Biomimicry can elevate engineering designs by helping to make structures more efficient and enhance their functions. So, what is biomimicry?
Biomimicry is the notion of drawing inspiration from nature’s adaptations to their environments. This is then translated into engineering to solve human problems by imitating features of organisms and integrating them into engineering designs. It’s importance is highlighted through its advantages as it’s cost effective due to its usage of fewer resources, efficiency, and sustainability. The systems of nature tend to be more efficient; its mimicking can result in more eco-friendly designs. Let’s look at some examples!
Species of birds, bats and insects have evolved features that enhance their ability to generate as well as maintain lift. These features enable them to plunge and have sensing and maneuvering abilities. Researchers study the morphological traits of biological wings and apply them in designing aircraft.
An example of inspiration extracted from nature to design aircraft is mimicking birds like eagles, albatrosses, and geese. Their elongated wing shapes maximize lift and endurance. The albatrosses have wings that can ‘lock’ in at the shoulder so they can fly longer distances. This ‘locking’ system enables the birds to travel in windy weather without experiencing much fatigue. During wind gusts, they ‘unlock’ their wings for better maneuvering and navigation in various wind speeds. Airbus’ remote-controlled aircraft, the AlbatrossONE, with ‘semi-elastic’ hinged wing tips is a perfect example of this concept. The wing tips can move in reaction to wind gusts meaning it decreases the load, turbulence, and weight of the wing. All these benefits result in a more fuel-efficient aircraft!

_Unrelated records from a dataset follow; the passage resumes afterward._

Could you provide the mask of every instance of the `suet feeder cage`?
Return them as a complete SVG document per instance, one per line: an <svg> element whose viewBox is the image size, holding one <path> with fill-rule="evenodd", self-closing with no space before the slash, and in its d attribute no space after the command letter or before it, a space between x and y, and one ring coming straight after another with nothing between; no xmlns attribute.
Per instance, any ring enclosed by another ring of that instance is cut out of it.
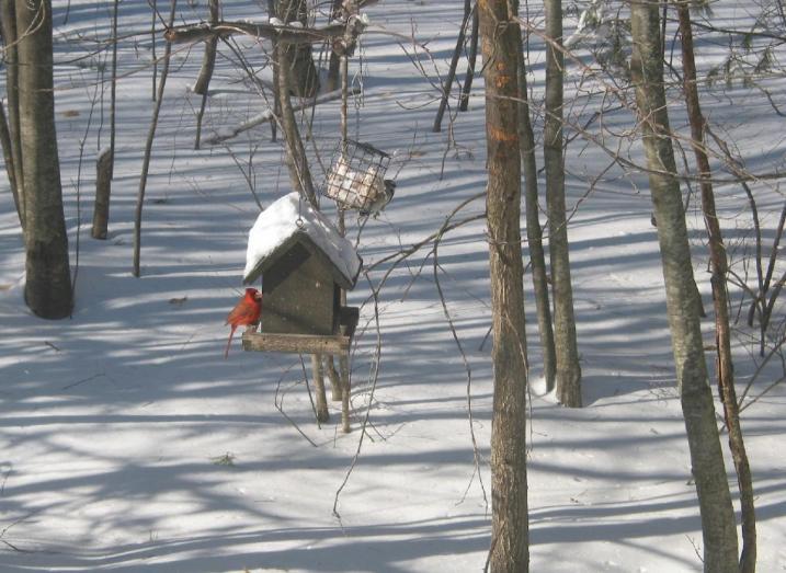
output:
<svg viewBox="0 0 786 573"><path fill-rule="evenodd" d="M322 194L335 200L342 209L373 213L374 205L390 199L385 185L385 172L389 164L390 156L369 144L353 139L340 142Z"/></svg>

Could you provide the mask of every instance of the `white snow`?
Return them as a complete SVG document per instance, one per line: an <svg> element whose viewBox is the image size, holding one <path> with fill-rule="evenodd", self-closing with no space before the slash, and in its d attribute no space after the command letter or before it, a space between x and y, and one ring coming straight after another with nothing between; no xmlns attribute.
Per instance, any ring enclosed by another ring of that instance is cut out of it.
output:
<svg viewBox="0 0 786 573"><path fill-rule="evenodd" d="M354 284L362 261L352 242L341 237L324 215L315 210L308 200L301 200L295 192L284 195L257 217L249 231L243 277L248 278L260 261L298 232L307 234L344 278Z"/></svg>

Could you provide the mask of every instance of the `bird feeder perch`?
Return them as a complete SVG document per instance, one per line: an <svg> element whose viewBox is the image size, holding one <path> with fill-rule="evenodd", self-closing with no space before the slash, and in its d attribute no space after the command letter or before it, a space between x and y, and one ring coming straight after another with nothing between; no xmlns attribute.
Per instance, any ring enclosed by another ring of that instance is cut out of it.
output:
<svg viewBox="0 0 786 573"><path fill-rule="evenodd" d="M353 244L297 193L262 211L249 233L243 282L261 279L262 317L259 332L243 334L243 349L315 356L320 422L328 417L321 356L349 358L358 309L341 306L341 289L354 288L362 263ZM350 380L341 374L334 396L349 432Z"/></svg>

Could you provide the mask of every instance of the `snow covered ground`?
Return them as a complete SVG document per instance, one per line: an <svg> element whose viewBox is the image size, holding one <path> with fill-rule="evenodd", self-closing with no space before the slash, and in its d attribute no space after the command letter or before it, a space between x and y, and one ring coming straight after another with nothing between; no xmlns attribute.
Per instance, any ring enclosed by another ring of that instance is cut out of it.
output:
<svg viewBox="0 0 786 573"><path fill-rule="evenodd" d="M194 151L200 102L187 85L202 49L179 47L148 182L143 276L134 278L133 209L152 108L150 69L144 67L150 45L137 36L121 51L121 69L128 75L118 85L110 238L94 241L89 237L93 165L109 141L107 115L100 113L99 57L71 60L91 50L76 43L77 34L106 32L109 3L71 0L68 23L61 24L66 4L55 2L61 62L56 98L72 265L77 244L79 252L77 300L70 320L48 322L27 311L22 240L3 180L0 571L481 570L491 527L485 458L492 392L482 222L447 234L437 253L441 286L471 367L480 475L474 466L467 374L437 296L433 257L421 268L428 250L395 271L381 291L375 388L369 383L377 341L369 286L361 278L350 294L351 303L363 305L352 362L354 431L340 433L335 403L331 422L318 428L297 357L243 353L238 344L228 360L221 358L228 334L224 319L239 294L246 240L259 213L240 168L269 205L289 191L281 145L270 142L270 127L262 126L230 148ZM202 4L184 4L182 19L204 16ZM424 78L412 64L411 43L384 34L364 42L364 92L352 106L350 129L397 153L391 172L398 181L392 203L361 236L367 265L428 237L459 202L482 191L479 79L470 111L456 116L453 130L446 119L443 133L431 131L436 70L447 68L459 4L386 0L369 10L374 24L414 34L434 60L421 55ZM537 23L537 5L529 9ZM123 3L121 13L127 33L149 26L144 2ZM720 23L750 18L730 2L720 3L716 14ZM225 15L264 19L254 2L228 2ZM698 48L708 66L721 57L722 42ZM532 87L539 98L543 46L533 43L531 49ZM230 53L223 54L206 129L264 110L238 81ZM254 54L262 62L262 51ZM352 67L358 70L357 58ZM783 80L771 88L776 102L786 99ZM782 123L760 92L716 90L706 105L750 167L779 164L786 149ZM328 157L339 135L338 110L335 103L323 104L315 119L316 147ZM592 110L583 113L586 118ZM629 128L627 113L610 115L607 125ZM674 125L682 126L679 112ZM636 141L631 153L640 157ZM607 163L592 145L580 139L571 145L571 205L586 194L586 177ZM736 228L731 218L744 213L741 190L719 192L725 228L738 240L749 237L747 225ZM783 195L770 193L762 205L779 209L782 202ZM482 200L476 200L459 218L481 210ZM710 308L702 224L693 210L691 221L697 279ZM765 220L771 240L776 222ZM354 238L354 221L350 233ZM537 329L527 300L533 571L698 571L698 509L646 177L606 173L572 217L570 239L584 409L562 409L538 390ZM386 268L371 278L378 280ZM710 341L711 318L705 326ZM738 356L742 386L753 366L744 348ZM771 374L756 382L754 393L782 375L775 368ZM760 571L786 570L786 458L779 449L785 405L786 389L778 387L743 417L755 480ZM339 518L333 515L337 490L369 408L368 434L339 497ZM730 460L728 468L734 491Z"/></svg>

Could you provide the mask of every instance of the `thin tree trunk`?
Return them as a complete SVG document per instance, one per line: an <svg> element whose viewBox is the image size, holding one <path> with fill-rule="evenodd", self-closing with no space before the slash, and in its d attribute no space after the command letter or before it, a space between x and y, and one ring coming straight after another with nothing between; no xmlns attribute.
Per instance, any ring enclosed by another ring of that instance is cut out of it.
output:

Another example is mimicking of the scales on a swordfish. This fish can reach speeds as high as 68 miles per hour and is one of the fastest in the ocean. Designers at Mclaren researched the scales on this fish, which produce tiny vortices. These generate a layer of bubbles around its body which reduces the drag force as it swims. Mclaren’s P1 hypercar requires a good amount of airflow to maintain engine cooling and combustion. Therefore, this concept was applied to the inside of the ducts that connect to the P1’s engine. This raised the airflow going into the engine by 17%, increased efficiency and performance of the vehicle.